L’Italia supera la Francia e si avvicina alla Germania
Grazie a questa crescita, l’Italia supera la Francia nella classifica dei principali importatori mondiali e riduce il divario con la Germania. Un risultato che si distingue in un contesto internazionale caratterizzato da una contrazione della domanda nei mercati storicamente più importanti, come gli Stati Uniti, che registrano un calo dell’11,23%, e il Regno Unito, in diminuzione del 9%.

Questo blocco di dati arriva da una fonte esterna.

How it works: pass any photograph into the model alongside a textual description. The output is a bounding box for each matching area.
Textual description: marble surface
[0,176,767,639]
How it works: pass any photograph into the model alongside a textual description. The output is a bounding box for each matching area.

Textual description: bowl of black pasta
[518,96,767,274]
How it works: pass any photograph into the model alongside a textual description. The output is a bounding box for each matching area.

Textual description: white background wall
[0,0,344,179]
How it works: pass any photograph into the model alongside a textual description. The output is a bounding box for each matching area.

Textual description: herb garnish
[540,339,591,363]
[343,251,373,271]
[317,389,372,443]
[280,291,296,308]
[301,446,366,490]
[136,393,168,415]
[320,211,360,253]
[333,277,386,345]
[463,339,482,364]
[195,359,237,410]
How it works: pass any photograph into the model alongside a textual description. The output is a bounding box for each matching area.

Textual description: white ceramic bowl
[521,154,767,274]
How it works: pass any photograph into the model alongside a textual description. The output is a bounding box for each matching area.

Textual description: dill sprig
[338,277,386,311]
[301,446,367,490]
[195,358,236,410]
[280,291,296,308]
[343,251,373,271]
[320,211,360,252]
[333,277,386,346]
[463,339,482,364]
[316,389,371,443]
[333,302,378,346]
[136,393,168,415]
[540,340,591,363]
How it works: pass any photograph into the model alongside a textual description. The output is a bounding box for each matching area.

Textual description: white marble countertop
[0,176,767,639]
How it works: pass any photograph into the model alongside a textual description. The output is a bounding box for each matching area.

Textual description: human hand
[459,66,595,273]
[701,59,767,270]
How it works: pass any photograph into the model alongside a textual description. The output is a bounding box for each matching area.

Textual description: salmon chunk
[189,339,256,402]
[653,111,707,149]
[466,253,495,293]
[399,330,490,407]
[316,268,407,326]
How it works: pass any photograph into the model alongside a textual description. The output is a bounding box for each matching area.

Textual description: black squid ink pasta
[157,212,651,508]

Il tequila 100% agave domina il mercato italiano
A caratterizzare il mercato italiano è soprattutto la forte preferenza per i prodotti premium. Dei circa 2,3 milioni di litri importati nei primi sei mesi del 2026, ben 1,9 milioni appartengono alla categoria “100% agave”, che rappresenta l’84,5% del totale delle importazioni.
Si tratta – spiega Ansa – di una quota nettamente superiore a quella registrata in altri importanti mercati europei, come la Spagna, dove il tequila 100% agave pesa per il 12,8% delle importazioni, la Germania con il 14,3% e la Francia con il 15,5%, confermando la crescente attenzione dei consumatori italiani verso prodotti di alta qualità.